Keywords: idiopathic intracranial hypertension, papilledema, intracranial pressure, cranial nerve palsy (PubMed Search)
Idiopathic intracranial hypertension (IIH) is a vision-threatening illness with significant morbidity and needs to be considered as a possible headache diagnosis in the ED. Most often, this occurs in women of childbearing age with a BMI >30, but atypical varieties exist.
Symptoms: Headache (90%), visual disturbance, pulsatile tinnitus, horizotal diplopia.
Signs: Papilledema, 6th cranial nerve (abducens) palsy.

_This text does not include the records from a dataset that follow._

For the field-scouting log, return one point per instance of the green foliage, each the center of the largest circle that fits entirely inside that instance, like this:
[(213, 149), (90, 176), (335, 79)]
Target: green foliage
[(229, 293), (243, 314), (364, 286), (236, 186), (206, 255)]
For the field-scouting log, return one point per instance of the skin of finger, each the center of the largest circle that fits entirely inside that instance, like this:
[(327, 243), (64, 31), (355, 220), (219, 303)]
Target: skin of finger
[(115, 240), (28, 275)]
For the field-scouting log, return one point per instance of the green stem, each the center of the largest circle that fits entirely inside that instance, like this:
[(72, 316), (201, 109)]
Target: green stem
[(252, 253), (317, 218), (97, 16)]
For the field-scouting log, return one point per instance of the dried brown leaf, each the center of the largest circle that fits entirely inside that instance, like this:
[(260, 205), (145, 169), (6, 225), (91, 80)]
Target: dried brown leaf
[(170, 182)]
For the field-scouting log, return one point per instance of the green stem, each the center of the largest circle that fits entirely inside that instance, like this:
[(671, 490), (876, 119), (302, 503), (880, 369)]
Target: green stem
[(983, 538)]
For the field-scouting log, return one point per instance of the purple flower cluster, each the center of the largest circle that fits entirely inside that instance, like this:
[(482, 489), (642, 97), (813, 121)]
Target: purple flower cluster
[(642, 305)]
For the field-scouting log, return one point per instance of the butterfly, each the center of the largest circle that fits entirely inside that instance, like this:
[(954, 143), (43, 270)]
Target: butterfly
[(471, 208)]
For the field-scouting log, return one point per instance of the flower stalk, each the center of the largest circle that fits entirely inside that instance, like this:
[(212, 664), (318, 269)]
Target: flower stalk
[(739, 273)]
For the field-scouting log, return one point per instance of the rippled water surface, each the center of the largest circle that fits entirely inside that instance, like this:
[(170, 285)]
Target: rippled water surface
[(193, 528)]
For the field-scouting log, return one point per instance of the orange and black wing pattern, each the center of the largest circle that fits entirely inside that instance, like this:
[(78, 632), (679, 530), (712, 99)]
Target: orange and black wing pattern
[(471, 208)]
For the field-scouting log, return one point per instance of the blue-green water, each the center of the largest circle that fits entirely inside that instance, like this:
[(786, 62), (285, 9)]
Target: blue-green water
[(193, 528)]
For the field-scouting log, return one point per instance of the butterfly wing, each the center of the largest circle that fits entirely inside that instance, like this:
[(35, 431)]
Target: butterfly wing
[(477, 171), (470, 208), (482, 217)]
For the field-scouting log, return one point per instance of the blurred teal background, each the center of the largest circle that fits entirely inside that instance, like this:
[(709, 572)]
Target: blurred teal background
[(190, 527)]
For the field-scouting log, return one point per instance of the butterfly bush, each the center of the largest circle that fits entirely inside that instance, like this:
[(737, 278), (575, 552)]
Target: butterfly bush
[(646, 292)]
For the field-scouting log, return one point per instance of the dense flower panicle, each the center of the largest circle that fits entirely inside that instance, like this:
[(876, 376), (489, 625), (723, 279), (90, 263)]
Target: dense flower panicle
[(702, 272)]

Evaluation: Neuroimaging including CTV or MRV to identify alternate cause including cerebral venous outflow obstruction, lumbar puncture with opening pressure >30 cmH2O (25-30 cmH2O is gray zone), blood work per clinical presentation, CSF analysis.
Treatment: No clear consensus, but typically acetazolamide. Severe or refractory symptoms may require surgical intervention such as optic nerve sheath fenestration, VP shunt, venous sinus stenting.
Hoffmann J, Mollan SP, Paemeleire K, et al. European Headache Federation guideline on idiopathic intracranial hypertension. J Headache Pain. 2018;19(1):93.